Liz Carpenter Remembered With Prayers, Poems, And Jokes

One of the most loving, poignant, and downright entertaining memorial services ever held in Texas was surely this morning’s ceremony to remember the legendary Liz Carpenter, BJ ’42.

Hundreds converged on campus at the LBJ Auditorium to remember the Texas journalist, author, feminist, political player, and all-around funny woman — a peer and friend of icons like Ann Richards, Molly Ivins, Barbara Jordan, and Lady Bird Johnson.

Although her friend Bill Moyers missed a flight at the last minute, Bill and Hillary Clinton were among the eulogizers, appearing by video to speak of Carpenter’s humor and heart.  

“Liz Carpenter would charge hell with a bucket of cold water,” Hillary Clinton said. “I’m not sure if Washington fully qualified as hell for her, but for the better half of a century, she took the capital by storm.”

Carpenter got her start as a newspaper reporter long before women had broken into the business. She became press secretary to Lady Bird Johnson when LBJ was in the White House. And for decades after, she endured as what she called a “political artifact,” writing books and bringing movers and shakers together for raucous dinner parties.

She died Saturday at age 89. It was fitting, friends said — Saturday was the first day of spring, and her code name in the White House had been Springtime.

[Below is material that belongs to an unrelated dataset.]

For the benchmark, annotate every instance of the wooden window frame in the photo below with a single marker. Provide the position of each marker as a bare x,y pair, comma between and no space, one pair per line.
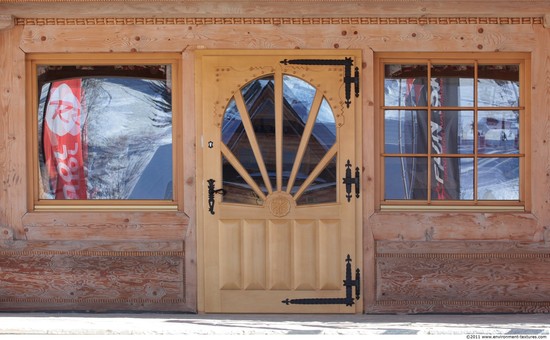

Like Lady Bird, she loved wildflowers, and this year is one of the great years for them in Texas.

Family and friends remembered her with stories both tender and downright hilarious. It was just the kind of service she’d written that she wanted in her book, Getting Better All the Time.

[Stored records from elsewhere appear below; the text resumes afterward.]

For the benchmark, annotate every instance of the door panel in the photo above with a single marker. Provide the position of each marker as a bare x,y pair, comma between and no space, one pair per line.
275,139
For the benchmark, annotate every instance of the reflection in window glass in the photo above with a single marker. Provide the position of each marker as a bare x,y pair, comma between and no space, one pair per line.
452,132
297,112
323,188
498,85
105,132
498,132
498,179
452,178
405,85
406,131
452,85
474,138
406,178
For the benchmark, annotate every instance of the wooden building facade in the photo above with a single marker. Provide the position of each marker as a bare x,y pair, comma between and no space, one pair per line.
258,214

If all her friends had died, she wrote, “hold it in a phone booth.”

No worries there. “Liz would be so relieved that there are still so many Democrats in Texas!” her granddaughter Bonnie Bazzell exclaimed, looking out at the crowd.

Friends like former LBJ Library director Harry Middleton had everyone laughing as he told stories. “She told friends to come to Salado to scatter her ashes — but to keep their mouths closed,” he said.

She was scared to fly, as Middleton and others remembered, and in her widowed years, cleverly sought out the nicest-looking older gentleman boarding the plane to ask if she could onto him for support.

Once during a bumpy flight, Middleton said, she so gouged, squeezed, and pummeled the arm of the man next to her that afterward, the man said, “Lady, I don’t know who you are, and you don’t know who I am, but if we go much further than this, we’re going to have to get married.”

“All who were blessed with her friendship,” Middleton said, “will talk about her, think about her, and tell these stories over and over as long as we remain.”